Как и заведено в семьях, я могла бы найти утешение, поехав в Эль-Серрито к родителям Ленни. Мы собрались бы в гостиной – я, Эд, Роза, сестры Ленни… Они много раз меня звали, ко мне даже приезжала его сестра Мириам, но нам нечего было сказать друг другу. Конечно, семья отсидела шиву[50] по Ленни и нашему сыну. Приходили знакомые, приносили еду. Если б я там была, Роза обняла бы меня и мы вместе поплакали бы на диванчике. Но я хоть и была членом их семьи, ничего не понимала в их традициях. До этого две своих больших потери – мамы, а потом бабушки – я перенесла в одиночку, без слов сочувствия и объятий. Я знала только одно: смерть нужно держать в тайне, и вообще нужно быть стойким оловянным солдатиком.
Не приехав к родственникам Ленни в те тяжелые для всех дни, я, конечно же, обидела этих милых людей – и Эд с Розой, и Ракель с Мириам. Транспортная система залива еще не оправилась от землетрясения, но дело было даже не в том, как добраться до Эль-Серрито. Перед лицом такой огромной потери разве было важно, если рядом с ними не окажется такой второстепенный персонаж, как я? В тот трагический день земля разверзлась под ногами, проглотив все, что имело для меня значение.

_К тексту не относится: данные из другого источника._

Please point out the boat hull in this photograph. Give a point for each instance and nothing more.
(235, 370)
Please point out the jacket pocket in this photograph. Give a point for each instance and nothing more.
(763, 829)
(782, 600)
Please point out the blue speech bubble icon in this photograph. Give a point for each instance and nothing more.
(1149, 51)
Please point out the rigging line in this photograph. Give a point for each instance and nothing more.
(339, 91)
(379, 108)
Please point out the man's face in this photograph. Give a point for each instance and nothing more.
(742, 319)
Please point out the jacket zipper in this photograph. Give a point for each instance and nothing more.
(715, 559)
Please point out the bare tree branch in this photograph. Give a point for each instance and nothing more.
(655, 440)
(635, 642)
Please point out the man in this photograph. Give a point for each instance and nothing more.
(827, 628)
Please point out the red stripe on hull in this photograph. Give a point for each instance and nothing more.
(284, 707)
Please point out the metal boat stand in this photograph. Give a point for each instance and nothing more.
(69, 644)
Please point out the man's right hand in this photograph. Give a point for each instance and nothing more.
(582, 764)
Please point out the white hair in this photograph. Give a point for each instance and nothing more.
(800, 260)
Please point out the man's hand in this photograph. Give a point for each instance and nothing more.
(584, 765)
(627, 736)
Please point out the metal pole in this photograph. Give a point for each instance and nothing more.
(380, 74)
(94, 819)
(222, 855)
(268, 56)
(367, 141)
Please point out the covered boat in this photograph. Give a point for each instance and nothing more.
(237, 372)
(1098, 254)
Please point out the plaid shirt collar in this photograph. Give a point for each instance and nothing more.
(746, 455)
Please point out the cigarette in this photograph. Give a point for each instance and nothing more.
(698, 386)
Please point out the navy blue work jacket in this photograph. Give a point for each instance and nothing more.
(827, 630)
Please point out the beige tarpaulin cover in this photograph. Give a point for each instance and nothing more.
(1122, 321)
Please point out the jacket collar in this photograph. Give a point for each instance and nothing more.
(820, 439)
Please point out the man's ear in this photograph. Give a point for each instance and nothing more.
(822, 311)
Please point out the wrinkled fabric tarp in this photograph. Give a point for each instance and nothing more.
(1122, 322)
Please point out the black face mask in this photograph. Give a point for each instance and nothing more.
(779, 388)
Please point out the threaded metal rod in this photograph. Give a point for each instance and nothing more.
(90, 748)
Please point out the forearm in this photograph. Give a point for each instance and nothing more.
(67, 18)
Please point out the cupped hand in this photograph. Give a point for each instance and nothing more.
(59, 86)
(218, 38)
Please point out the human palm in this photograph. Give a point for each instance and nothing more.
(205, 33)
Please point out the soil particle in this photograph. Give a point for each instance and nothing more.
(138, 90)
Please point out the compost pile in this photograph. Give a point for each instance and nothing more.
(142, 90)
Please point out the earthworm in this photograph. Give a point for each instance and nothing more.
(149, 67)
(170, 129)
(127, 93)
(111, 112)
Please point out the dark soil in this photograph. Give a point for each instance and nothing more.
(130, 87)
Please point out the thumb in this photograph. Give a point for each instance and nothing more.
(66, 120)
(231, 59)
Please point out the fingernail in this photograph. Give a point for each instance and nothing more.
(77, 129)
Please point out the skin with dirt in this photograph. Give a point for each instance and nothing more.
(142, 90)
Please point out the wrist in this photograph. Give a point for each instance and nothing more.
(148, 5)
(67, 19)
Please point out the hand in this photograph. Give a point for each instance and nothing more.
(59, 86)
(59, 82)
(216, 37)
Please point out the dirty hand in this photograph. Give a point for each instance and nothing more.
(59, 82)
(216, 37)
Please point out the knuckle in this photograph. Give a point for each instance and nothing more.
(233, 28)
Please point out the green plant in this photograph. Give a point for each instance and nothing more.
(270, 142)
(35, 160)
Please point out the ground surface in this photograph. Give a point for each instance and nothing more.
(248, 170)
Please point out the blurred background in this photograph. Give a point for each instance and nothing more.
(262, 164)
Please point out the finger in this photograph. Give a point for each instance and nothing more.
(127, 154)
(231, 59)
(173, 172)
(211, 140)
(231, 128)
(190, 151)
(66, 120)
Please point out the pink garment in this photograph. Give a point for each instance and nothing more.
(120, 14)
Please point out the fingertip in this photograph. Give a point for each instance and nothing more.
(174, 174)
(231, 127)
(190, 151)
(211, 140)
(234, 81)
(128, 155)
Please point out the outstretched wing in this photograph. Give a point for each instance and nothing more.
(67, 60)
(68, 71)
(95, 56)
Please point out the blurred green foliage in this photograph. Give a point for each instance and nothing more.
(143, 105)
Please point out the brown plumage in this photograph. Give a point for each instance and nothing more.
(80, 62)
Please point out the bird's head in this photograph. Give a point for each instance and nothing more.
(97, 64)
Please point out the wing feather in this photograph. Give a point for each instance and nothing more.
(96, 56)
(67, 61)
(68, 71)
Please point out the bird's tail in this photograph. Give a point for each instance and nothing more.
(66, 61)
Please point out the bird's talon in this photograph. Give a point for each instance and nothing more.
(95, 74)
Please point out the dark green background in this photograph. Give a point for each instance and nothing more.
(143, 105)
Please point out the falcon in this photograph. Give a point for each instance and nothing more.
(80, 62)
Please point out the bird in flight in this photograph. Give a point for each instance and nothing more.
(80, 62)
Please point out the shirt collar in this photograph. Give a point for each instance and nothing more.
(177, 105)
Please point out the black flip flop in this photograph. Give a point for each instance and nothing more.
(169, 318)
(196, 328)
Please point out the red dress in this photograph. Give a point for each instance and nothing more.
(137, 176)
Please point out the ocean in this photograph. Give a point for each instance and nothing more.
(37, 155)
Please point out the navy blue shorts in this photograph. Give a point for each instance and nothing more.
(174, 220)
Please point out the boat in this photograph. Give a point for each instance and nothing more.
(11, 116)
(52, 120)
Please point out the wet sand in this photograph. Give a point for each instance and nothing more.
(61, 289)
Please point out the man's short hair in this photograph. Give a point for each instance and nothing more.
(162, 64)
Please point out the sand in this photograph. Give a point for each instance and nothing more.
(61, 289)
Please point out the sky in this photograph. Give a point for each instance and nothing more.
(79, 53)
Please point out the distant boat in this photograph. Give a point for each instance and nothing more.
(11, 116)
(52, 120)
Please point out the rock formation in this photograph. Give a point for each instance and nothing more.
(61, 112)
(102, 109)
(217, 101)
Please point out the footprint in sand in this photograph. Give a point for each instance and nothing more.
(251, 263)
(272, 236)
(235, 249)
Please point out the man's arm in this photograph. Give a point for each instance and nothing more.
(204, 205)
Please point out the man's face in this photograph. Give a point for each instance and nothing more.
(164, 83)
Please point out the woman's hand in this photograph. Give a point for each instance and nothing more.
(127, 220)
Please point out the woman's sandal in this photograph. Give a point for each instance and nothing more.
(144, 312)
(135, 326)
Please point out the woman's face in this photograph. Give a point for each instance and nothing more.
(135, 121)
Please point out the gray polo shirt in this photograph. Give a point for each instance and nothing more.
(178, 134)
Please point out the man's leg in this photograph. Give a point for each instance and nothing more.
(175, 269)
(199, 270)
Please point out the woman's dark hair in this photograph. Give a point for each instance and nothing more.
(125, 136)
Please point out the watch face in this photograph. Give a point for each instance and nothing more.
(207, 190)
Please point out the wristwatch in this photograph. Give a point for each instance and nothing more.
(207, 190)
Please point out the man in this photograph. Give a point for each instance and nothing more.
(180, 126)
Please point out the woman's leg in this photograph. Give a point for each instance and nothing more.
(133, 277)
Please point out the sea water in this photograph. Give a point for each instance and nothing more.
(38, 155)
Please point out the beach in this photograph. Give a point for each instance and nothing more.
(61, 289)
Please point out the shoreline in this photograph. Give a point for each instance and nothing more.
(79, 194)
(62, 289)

Ах, если б я исчезла тоже. Но весь ужас состоял в том, что я осталась.
Весной, через полгода после аварии, я приняла решение. Оно пришло ко мне в нашей крохотной квартирке на Валлехо-стрит, где жить одной стало невмоготу. Как часто бывало и прежде, я любовалась на аратингов, примостившихся на ветке неподалеку. Мне показалось, что один из них смотрит прямо на меня, словно пытаясь что-то сказать. Беги. Улетай отсюда.